Computer models and AI models have been used in scientific research for many years. The rapid development of artificial intelligence offers enormous opportunities for animal-free research—but we must not rush.

It can take a long time before AI can actually make animal experiments redundant. Jennifer Venhorst of TNO explains: “At this moment, we are not there yet, but significant steps are being taken. More and more often, complex, human systems are used in research, such as organs-on-chips. If this goes hand-in-hand with AI, I think we will eventually reach a point where we can make animal experiments redundant. But that is still a long way off.”

“Trust in AI is also a factor,” says Anne Burgers, our science and innovation advisor. “The use of AI both within and outside of science still raises doubts among many people. How much impact AI can actually have on the use of laboratory animals will only be discovered once there is more trust in animal-free innovation.”

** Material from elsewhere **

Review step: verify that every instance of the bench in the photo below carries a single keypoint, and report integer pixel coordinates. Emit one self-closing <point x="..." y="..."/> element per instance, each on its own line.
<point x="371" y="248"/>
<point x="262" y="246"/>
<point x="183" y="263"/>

Thus, AI has great potential in accelerating the development of animal-free methods, but there is still work to be done—we are further along than you might think.

Frequently asked questions

Artificial intelligence is not just a product of the 21st century. The term AI was coined in the 1950s by computer scientist John McCarthy. At that time, artificial intelligence focused on programming systems with symbolic rules to mimic human intelligence.

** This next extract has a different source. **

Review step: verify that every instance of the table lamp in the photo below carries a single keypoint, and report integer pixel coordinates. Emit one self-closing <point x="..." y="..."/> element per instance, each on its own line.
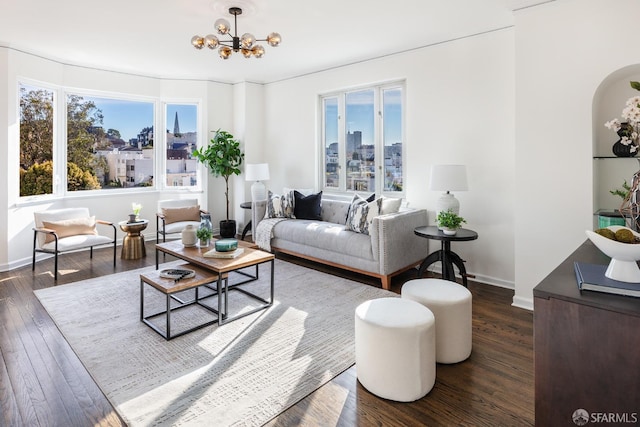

The kind of artificial intelligence we are familiar with in the 21st century owes much to the strong computing power available today and to the emergence of machine learning and neural networks, among other advancements.

In short: artificial intelligence is not new, but as technological boundaries are continuously pushed, AI is becoming increasingly sophisticated.

Artificial intelligence always involves a computer model, but a computer model is not always artificial intelligence. Computer models and artificial intelligence (AI) are related concepts, but they have distinct meanings.

  • A computer model refers to an abstract representation of a system or process. This allows it to be used to simulate, predict, and analyze the behavior of complex systems.
  • Artificial intelligence refers to systems that are capable of learning and adapting to new situations. Unlike ‘ordinary’ computer models, artificial intelligence can perform tasks that typically require human intelligence.